Aslında şu sıra arap baharı üzerinde düşündüğüm nokta şu; bu olaylar yani arapların başlarındaki diktatörleri aşağıya indirmesi muhtemel bir üçüncü dünya savaşının önüne geçip geçmediği. Üçüncü dünya savaşını da nereden çıkardın dersen sanayi devrimi sonrası büyük ekonomiler çıkan bütün ekonomik krizlerden kurtulmak için savaşa muhtaç olmuşlardır. Silah ekonomisinin ne kadar büyük olduğunu anlamak için aralarında savaş olmayan ancak birbirlerini potansiyel olarak gören iki ülkeye biz ve yunanistan a almanyanın beş yıl içinde 190 milyar dolarlık silah satışı yaptığına bakmak yeterli. Benim savaş için en uygun gördüğüm yerde orta doğuydu. petrol satıp silah alacak diktatörlerin ülkeleri ideal yerlerdi. Zaten bu diktatörlerde savaş lobilerinin getirip oturttuğu adamlardı. Savaşın başlatılacağı ülke olarak da iranı görüyordum. Çünkü iran la çıkacak bir savaşta kendi gibi şii nüfusu fazla olan suriyede iranın yanında olacak ve şii iran ve suriye ile sunni arap ülkeleri arasında mezhep savaşı çıkabilecekti. Şimdi ise durum değişmiş görülüyor. Bir mezhep savaşı tehlikesi hala var olsa bile sunni arap diktatörler aşağı indirilmiş durumda. Şii diktatör esad ise sallanıyor. iran ise her ne kadar olaysız görünse de olayların kendine de sıçramaması gayretinde.
Beni bunu düşünmeye iten nedense son günlerde israilin açıkca irana saldıracağını açıklaması oldu. Ve israil irana saldıracakta. ancak bu durum arap baharından önce olsa bunun kıtada bir mezhep çatışmasına döneceğini kuvvetli bir şekilde düşünebilirdim. ancak dediğim gibi israil ve amerikanın müttefiki olan diktatörlerin aşağı indirilmesi ve bunun gerçekten halktan gelen bir ivme ile olması yaygın bir savaş ihtimalini azaltıyor. Hele hele bu savaşın amerika ve israil gibi arap halklarının hiç sevmediği ülkeler üzerinden çıkması bu ihtimali dahada zayıflatıyor.

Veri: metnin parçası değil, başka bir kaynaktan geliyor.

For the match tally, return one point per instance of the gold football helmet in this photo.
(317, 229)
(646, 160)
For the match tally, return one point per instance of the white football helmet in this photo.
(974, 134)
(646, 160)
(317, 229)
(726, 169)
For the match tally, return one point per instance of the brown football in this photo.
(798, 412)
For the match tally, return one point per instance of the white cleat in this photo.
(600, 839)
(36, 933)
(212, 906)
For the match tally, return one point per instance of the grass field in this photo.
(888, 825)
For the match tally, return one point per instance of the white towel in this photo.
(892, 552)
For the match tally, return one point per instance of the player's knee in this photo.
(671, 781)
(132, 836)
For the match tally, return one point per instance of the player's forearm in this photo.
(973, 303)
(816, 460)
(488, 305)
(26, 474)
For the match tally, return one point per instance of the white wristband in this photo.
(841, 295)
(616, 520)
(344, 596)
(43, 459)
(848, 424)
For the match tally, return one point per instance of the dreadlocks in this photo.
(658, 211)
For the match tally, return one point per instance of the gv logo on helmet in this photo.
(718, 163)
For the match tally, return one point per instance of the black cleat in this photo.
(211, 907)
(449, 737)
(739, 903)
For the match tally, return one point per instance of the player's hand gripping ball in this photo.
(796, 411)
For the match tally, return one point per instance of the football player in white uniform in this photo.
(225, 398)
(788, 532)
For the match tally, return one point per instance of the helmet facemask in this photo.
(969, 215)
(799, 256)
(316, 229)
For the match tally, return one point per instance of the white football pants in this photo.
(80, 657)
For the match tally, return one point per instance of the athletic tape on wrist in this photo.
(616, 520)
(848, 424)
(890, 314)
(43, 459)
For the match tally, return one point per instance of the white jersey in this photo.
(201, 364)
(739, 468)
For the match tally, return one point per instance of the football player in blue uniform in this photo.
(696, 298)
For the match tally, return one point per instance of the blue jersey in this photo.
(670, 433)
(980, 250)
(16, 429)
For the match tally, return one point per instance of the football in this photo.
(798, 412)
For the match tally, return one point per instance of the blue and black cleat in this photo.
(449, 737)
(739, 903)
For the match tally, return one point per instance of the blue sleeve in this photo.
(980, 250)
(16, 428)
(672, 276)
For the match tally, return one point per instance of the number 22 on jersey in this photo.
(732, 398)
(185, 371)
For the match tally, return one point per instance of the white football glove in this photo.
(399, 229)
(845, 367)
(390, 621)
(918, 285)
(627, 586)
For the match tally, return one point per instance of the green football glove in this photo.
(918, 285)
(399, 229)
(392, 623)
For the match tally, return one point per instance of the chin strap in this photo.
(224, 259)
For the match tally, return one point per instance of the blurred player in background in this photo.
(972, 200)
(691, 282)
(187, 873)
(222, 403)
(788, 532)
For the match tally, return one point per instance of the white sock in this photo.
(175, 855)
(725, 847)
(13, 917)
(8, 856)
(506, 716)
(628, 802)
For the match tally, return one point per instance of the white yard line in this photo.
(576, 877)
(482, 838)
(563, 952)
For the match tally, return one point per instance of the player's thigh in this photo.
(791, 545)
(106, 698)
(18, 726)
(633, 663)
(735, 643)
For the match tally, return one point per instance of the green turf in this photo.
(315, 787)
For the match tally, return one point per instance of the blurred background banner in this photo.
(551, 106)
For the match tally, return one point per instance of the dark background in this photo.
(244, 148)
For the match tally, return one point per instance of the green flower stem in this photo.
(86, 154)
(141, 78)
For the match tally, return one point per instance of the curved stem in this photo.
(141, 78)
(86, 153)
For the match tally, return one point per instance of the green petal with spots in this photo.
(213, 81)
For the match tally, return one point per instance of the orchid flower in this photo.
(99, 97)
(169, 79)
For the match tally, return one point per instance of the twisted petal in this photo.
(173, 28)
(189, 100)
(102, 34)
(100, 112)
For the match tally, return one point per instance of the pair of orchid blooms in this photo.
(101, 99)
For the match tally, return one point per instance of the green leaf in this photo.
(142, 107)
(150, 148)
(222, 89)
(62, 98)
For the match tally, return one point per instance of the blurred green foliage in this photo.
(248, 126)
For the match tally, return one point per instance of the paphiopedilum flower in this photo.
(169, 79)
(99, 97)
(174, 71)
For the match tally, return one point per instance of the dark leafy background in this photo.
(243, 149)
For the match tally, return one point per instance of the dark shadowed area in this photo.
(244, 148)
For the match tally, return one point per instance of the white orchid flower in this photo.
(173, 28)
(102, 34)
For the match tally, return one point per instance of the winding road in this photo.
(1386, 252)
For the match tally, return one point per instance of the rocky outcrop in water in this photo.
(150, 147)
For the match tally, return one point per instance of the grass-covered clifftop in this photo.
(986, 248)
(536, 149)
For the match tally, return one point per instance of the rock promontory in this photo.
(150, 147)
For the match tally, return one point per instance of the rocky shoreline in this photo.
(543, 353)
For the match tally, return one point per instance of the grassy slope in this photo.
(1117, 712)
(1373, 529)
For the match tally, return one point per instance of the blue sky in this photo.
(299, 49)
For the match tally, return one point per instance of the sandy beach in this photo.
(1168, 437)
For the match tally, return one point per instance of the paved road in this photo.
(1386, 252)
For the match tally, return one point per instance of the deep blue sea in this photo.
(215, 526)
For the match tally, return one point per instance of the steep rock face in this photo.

Arap baharı aslında tüm dünyayı şaşırtan bir hareket oldu. özellikle arap halkıyla temas kurmayıp diktatörler üzerinden bu coğrafyayı değerlendiren batılı ülkeler için çok şaşırtıcı oldu. Ve bu hareket sadece diktatörleri alaşağı eden bir hareketten de öte küresel hesapları değiştiren bir hareket oldu. Tabi bu küresel savaş ekonomisinin çöküşü değil ama ellerini zora sokan bir durum oldu. Ama yinede savaş ekonomisi çok güçlü ve bu küresel krizi atlatmak için öyle veya böyle dünyanın bir yerinde bir savaş çıkacak. unutmayın dünyanın yarından çoğu bırakın interneti henüz telefonun çevir sesini duymamış durumda. daha çok öleceğiz.